As in the last year intercurrences occurred in the right eye, we reported the occurrence of vitreous hemorrhage after posterior vitreous detachment, which resolved spontaneously. Additional laser treatment was performed for enhancement of the panretinal photocoagulation. Moreover, we reported ocular hypertension in the right eye (max. IOP = 27 mm Hg), which was effectively controlled with hypotensive eye drops and selective laser trabeculoplasty (SLT) (Table 1), without any documented damage to the optic nerve.
Discussion
Due to its chronic nature and persistence, DME can be difficult to manage. Combined medical and even surgical procedures may be the best way to achieve DME control in patients. Use of an FAc intravitreal implant, a slow-release low-dose corticosteroid implant, is indicated for the treatment of vision impairment associated with chronic DME considered insufficiently responsive to available therapies, and it is the only treatment available with a treatment regimen of 1 single injection for up to 36 months [11], which suggests a reduced treatment burden.

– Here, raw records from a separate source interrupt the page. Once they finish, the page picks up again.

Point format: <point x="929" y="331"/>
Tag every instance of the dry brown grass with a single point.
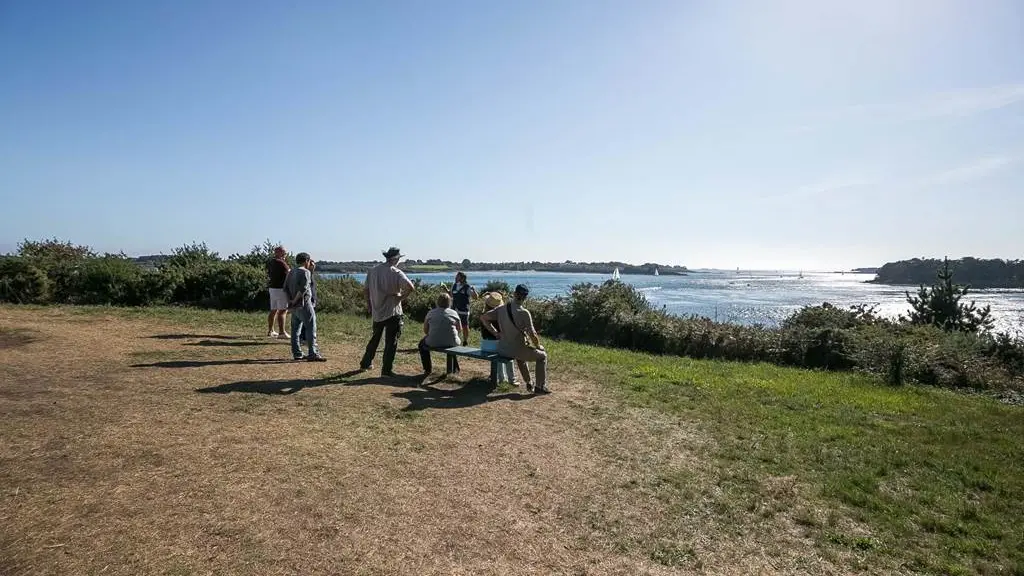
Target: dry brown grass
<point x="112" y="462"/>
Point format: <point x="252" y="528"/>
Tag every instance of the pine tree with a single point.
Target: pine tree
<point x="940" y="305"/>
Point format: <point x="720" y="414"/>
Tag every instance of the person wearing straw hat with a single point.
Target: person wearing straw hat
<point x="515" y="327"/>
<point x="488" y="342"/>
<point x="385" y="289"/>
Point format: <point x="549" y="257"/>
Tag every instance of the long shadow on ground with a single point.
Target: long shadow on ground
<point x="237" y="343"/>
<point x="474" y="393"/>
<point x="267" y="386"/>
<point x="293" y="385"/>
<point x="202" y="363"/>
<point x="194" y="336"/>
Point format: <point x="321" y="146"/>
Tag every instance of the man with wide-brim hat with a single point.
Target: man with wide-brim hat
<point x="385" y="289"/>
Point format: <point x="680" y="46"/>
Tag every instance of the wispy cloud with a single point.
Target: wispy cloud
<point x="973" y="170"/>
<point x="939" y="105"/>
<point x="829" y="186"/>
<point x="968" y="171"/>
<point x="967" y="103"/>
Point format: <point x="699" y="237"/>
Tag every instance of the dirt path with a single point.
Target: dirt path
<point x="142" y="447"/>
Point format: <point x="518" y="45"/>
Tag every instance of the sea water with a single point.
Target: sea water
<point x="764" y="297"/>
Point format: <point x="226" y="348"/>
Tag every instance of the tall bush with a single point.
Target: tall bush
<point x="940" y="305"/>
<point x="22" y="282"/>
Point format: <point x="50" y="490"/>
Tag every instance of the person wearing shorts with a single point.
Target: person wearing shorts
<point x="461" y="293"/>
<point x="276" y="272"/>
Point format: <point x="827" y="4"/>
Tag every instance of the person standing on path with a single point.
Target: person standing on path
<point x="461" y="293"/>
<point x="276" y="271"/>
<point x="515" y="326"/>
<point x="385" y="289"/>
<point x="299" y="287"/>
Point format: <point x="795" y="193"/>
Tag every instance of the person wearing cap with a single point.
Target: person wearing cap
<point x="488" y="342"/>
<point x="461" y="293"/>
<point x="440" y="330"/>
<point x="385" y="289"/>
<point x="276" y="270"/>
<point x="299" y="287"/>
<point x="514" y="328"/>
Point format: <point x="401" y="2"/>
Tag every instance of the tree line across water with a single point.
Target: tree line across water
<point x="944" y="340"/>
<point x="978" y="273"/>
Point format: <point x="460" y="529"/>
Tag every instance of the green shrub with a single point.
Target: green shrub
<point x="219" y="285"/>
<point x="23" y="283"/>
<point x="340" y="295"/>
<point x="115" y="281"/>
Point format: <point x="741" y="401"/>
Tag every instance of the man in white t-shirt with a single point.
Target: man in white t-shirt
<point x="385" y="289"/>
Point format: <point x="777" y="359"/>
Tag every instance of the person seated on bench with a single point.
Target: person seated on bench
<point x="440" y="330"/>
<point x="488" y="342"/>
<point x="515" y="325"/>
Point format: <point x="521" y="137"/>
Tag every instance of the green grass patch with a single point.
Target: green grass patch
<point x="936" y="478"/>
<point x="911" y="478"/>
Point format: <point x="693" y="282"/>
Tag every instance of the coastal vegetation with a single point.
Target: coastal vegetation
<point x="977" y="273"/>
<point x="186" y="419"/>
<point x="433" y="264"/>
<point x="944" y="341"/>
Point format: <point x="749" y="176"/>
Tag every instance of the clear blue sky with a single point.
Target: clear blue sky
<point x="755" y="133"/>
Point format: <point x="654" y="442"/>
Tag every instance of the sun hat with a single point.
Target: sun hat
<point x="493" y="299"/>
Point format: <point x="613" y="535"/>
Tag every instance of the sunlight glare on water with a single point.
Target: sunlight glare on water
<point x="750" y="297"/>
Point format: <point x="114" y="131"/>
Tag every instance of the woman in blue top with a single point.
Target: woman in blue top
<point x="461" y="293"/>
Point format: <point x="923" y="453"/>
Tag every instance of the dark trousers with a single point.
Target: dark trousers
<point x="452" y="362"/>
<point x="391" y="329"/>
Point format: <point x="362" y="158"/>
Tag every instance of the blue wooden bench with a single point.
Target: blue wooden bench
<point x="497" y="361"/>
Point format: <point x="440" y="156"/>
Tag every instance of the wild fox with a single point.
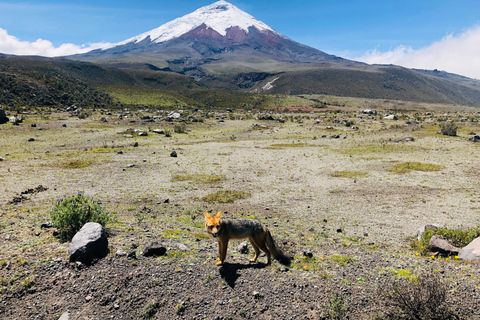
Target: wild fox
<point x="259" y="237"/>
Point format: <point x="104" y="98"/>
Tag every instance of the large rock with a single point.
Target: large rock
<point x="3" y="116"/>
<point x="154" y="249"/>
<point x="89" y="243"/>
<point x="442" y="246"/>
<point x="391" y="117"/>
<point x="431" y="226"/>
<point x="471" y="252"/>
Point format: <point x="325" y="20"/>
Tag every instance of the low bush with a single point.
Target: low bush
<point x="458" y="238"/>
<point x="69" y="214"/>
<point x="420" y="298"/>
<point x="448" y="128"/>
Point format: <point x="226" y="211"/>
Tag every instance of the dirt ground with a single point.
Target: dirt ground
<point x="323" y="182"/>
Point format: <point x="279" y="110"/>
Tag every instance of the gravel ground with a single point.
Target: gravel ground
<point x="333" y="197"/>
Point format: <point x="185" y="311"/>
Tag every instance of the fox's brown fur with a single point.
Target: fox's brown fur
<point x="259" y="237"/>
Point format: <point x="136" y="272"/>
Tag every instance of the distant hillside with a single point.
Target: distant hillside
<point x="375" y="82"/>
<point x="44" y="82"/>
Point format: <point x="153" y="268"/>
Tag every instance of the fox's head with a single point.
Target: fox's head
<point x="212" y="224"/>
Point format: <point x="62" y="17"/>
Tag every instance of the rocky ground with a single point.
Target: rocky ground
<point x="332" y="203"/>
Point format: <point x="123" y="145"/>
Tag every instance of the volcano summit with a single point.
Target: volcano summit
<point x="217" y="34"/>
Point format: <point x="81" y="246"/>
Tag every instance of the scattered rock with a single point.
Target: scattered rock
<point x="308" y="254"/>
<point x="46" y="225"/>
<point x="89" y="243"/>
<point x="420" y="231"/>
<point x="182" y="247"/>
<point x="243" y="248"/>
<point x="154" y="249"/>
<point x="3" y="116"/>
<point x="120" y="253"/>
<point x="471" y="252"/>
<point x="390" y="117"/>
<point x="175" y="115"/>
<point x="132" y="254"/>
<point x="15" y="120"/>
<point x="442" y="246"/>
<point x="475" y="139"/>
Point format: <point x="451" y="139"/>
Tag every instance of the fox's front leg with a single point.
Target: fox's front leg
<point x="222" y="251"/>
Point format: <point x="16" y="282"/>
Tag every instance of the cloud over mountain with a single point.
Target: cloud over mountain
<point x="12" y="45"/>
<point x="455" y="53"/>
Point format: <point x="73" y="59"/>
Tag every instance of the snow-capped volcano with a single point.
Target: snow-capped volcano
<point x="219" y="35"/>
<point x="219" y="16"/>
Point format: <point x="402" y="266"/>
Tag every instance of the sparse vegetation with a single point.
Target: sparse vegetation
<point x="415" y="166"/>
<point x="336" y="306"/>
<point x="448" y="128"/>
<point x="457" y="237"/>
<point x="198" y="178"/>
<point x="348" y="174"/>
<point x="424" y="298"/>
<point x="69" y="214"/>
<point x="225" y="196"/>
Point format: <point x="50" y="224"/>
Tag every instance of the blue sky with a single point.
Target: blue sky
<point x="423" y="34"/>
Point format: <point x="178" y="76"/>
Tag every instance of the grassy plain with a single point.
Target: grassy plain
<point x="318" y="184"/>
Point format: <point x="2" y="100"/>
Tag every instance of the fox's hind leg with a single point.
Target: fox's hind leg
<point x="261" y="245"/>
<point x="256" y="248"/>
<point x="222" y="251"/>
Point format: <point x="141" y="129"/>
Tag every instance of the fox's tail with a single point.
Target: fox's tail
<point x="276" y="253"/>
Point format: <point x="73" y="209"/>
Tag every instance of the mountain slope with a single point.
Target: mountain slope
<point x="218" y="32"/>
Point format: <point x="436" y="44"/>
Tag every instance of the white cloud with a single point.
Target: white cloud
<point x="11" y="45"/>
<point x="458" y="54"/>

The patient whose case we reported is a challenge to any ophthalmologist that treats DME. Despite having good metabolic control and despite the various treatments administered, which included both laser treatment and intravitreal injections of anti-VEGF agents and short-term-efficacy corticosteroids, she had not responded sufficiently, and chronic DME over a period of about 6 years as well as progressive aggravation of her visual function were observed. Thus, an alternative treatment was required, since the right eye was the only one with potential visual function and prolonged intraretinal fluid accumulation might have caused irreversible damage resulting in permanent visual loss. In this case, the switch to an FAc intravitreal implant in the right eye appears to have been an excellent therapeutic option, with rapid resolution of the CME and a significant increase in BCVA after injection of the implant. It also allowed the patient to remain free of DME and to achieve a good functional vision of 6/10 for more than 12 months, with an acceptable and manageable safety profile.

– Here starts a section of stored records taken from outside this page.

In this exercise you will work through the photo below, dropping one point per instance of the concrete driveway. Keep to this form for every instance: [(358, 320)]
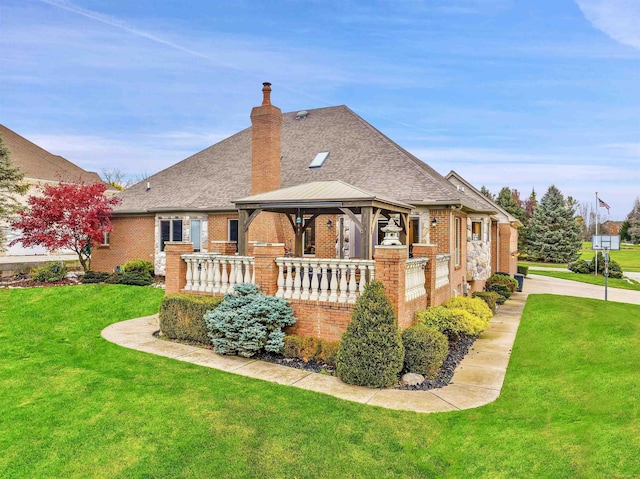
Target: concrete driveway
[(534, 284)]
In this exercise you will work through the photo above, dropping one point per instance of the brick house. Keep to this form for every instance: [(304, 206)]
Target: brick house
[(39, 167), (320, 187)]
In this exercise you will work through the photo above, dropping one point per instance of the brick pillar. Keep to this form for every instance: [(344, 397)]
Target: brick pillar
[(391, 272), (266, 268), (227, 248), (430, 251), (176, 268)]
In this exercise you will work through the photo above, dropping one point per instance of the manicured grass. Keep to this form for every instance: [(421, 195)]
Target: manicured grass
[(628, 256), (74, 405), (590, 279)]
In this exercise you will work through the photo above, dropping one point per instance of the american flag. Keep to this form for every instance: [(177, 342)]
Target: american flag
[(603, 204)]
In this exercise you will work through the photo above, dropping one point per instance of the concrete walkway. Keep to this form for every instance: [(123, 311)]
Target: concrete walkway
[(477, 380), (534, 284)]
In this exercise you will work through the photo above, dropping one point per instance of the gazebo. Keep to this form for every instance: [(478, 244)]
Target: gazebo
[(302, 204)]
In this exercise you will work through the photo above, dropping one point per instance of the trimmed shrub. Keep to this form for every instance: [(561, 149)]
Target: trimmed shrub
[(182, 316), (501, 278), (425, 349), (248, 322), (310, 349), (95, 277), (371, 351), (489, 297), (49, 273), (474, 305), (138, 265), (580, 266), (502, 289), (453, 322)]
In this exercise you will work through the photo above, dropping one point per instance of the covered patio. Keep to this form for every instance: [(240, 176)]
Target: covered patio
[(302, 204)]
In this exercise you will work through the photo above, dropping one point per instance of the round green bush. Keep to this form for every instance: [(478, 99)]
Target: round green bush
[(425, 349), (580, 266), (138, 265), (474, 305), (371, 352)]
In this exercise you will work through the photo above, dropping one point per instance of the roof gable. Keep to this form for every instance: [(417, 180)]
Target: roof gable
[(359, 155)]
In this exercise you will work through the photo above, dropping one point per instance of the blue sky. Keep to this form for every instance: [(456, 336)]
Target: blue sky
[(508, 93)]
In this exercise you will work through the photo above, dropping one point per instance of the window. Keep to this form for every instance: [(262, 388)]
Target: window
[(309, 238), (476, 230), (458, 241), (170, 230), (233, 231), (196, 234)]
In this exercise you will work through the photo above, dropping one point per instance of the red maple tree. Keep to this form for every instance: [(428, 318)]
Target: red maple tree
[(67, 215)]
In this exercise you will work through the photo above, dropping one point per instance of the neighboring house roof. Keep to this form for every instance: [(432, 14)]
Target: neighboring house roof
[(488, 205), (359, 155), (38, 164), (319, 193)]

In recent years, there have been numerous clinical studies reporting the efficacy and safety of the FAc implant in patients whose DME has been insufficiently responsive to laser therapy and intravitreal anti-VEGF agents [13-17]. As an example, Alfaqawi et al. [14] showed, at 12 months, a mean improvement of +8 letters from baseline and a gain of ≥15 ETDRS letters in 25% of their patients. This kind of emerging evidence has been vital for clinicians to justify the use of the FAc implant in those patients who have not responded to the first-line therapy of DME.

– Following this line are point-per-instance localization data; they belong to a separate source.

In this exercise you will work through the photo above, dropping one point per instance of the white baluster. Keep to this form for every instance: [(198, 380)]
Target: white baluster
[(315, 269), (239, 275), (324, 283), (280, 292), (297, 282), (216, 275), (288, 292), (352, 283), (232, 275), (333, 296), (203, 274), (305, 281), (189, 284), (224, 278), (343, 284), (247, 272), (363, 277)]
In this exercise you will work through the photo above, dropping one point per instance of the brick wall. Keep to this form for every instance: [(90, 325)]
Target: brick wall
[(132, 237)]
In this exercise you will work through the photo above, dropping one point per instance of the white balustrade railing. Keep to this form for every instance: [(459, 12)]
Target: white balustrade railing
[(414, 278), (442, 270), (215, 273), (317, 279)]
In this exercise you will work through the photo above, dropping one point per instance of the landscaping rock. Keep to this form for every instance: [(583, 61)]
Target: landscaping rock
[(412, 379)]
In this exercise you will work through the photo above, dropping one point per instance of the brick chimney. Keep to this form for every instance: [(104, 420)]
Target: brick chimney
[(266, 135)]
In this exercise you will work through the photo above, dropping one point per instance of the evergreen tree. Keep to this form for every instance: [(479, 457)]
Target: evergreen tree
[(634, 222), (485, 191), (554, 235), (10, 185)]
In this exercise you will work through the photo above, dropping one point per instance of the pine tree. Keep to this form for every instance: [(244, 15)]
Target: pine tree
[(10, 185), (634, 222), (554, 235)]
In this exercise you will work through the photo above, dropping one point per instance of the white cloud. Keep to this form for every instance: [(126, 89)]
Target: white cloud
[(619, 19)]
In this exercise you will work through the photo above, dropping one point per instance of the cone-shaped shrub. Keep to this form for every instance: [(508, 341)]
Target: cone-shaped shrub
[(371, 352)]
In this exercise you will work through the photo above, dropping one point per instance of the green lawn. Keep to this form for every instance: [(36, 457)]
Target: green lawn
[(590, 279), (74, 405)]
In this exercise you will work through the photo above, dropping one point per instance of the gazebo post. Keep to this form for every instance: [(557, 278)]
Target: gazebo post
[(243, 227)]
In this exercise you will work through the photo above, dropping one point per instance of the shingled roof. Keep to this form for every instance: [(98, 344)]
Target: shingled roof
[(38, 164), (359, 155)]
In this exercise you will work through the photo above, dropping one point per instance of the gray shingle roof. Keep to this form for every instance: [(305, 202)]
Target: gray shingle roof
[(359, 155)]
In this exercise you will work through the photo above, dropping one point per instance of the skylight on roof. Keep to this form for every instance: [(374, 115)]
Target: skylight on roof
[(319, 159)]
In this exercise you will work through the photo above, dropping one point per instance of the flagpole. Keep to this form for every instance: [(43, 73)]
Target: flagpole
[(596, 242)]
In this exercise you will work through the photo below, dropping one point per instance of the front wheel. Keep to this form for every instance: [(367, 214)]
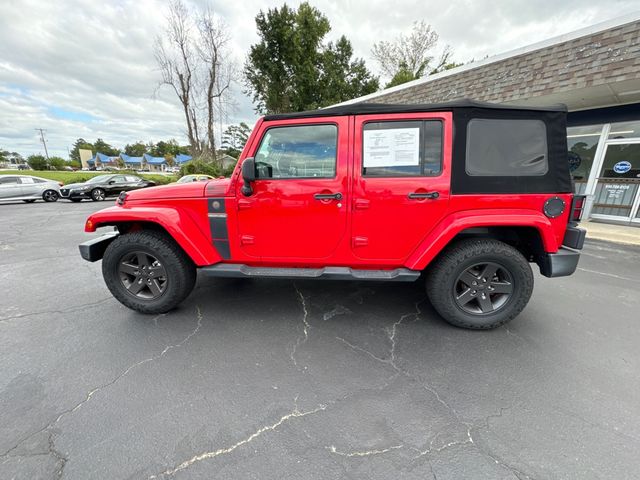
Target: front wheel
[(98, 195), (479, 283), (148, 272)]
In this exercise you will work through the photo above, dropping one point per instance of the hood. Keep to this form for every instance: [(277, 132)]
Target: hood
[(71, 186), (184, 190)]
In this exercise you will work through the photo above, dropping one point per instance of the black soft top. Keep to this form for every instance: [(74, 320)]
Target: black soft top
[(367, 108)]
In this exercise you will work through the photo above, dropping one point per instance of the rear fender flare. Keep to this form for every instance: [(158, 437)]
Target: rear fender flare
[(453, 224)]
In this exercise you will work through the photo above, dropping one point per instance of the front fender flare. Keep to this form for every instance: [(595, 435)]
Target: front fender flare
[(455, 223), (177, 222)]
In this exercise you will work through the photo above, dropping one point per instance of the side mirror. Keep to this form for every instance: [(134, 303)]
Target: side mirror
[(248, 175)]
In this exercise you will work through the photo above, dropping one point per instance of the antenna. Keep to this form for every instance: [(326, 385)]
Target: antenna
[(44, 143)]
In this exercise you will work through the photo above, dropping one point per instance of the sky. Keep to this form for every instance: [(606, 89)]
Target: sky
[(79, 68)]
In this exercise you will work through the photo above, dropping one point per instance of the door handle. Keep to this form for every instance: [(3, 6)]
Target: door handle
[(328, 196), (420, 195)]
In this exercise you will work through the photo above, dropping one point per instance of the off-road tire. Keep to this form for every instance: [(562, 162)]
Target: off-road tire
[(180, 270), (98, 195), (443, 275)]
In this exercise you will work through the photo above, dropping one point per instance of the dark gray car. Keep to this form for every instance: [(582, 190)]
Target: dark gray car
[(28, 188)]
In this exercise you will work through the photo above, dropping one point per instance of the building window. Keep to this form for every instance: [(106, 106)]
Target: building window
[(506, 148), (402, 149), (624, 130), (582, 143), (304, 151)]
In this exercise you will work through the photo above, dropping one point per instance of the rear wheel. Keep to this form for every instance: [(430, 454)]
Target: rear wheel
[(479, 283), (98, 195), (146, 271), (50, 196)]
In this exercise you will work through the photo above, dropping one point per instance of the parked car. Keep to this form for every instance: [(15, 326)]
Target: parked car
[(28, 188), (195, 178), (365, 192), (100, 187)]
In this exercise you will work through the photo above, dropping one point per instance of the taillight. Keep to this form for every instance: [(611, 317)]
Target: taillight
[(577, 206)]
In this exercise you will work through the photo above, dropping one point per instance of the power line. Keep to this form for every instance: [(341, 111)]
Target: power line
[(44, 143)]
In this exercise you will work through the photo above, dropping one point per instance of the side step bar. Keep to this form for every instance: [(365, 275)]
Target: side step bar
[(325, 273)]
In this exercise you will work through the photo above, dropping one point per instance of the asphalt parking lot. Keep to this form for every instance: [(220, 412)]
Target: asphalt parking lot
[(307, 380)]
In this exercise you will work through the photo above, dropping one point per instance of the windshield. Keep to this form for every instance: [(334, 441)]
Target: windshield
[(98, 179)]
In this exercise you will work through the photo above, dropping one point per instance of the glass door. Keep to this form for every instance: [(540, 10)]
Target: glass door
[(617, 191)]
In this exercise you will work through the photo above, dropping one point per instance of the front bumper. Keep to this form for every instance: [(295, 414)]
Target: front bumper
[(93, 250), (69, 194)]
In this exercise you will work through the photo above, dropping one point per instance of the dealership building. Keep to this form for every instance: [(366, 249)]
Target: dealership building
[(595, 72)]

This case report also demonstrates the potential effectiveness of the FAc intravitreal implant in a real-world clinical setting and suggests that it should be considered if a patient does not respond optimally to other available therapies. Notably, in this case, we observed that a prior steroid response to intravitreal triamcinolone predicted a subsequent response to the FAc implant, including patient IOP outcomes. Recently, Bailey et al. [18] have already shown that emergent IOP-lowering medication or IOP elevation above 30 mm Hg following treatment with FAc was more frequently reported in patients with prior IOP-related events. In our case, SLT was successfully utilized in the management of ocular hypertension, which may suggest a potential role for SLT as a less-invasive treatment for the management of IOP elevation associated with FAc treatment.
Statement of Ethics
Patient consent and hospital ethics committee approval were obtained.
Disclosure Statement
The authors report no conflicts of interest.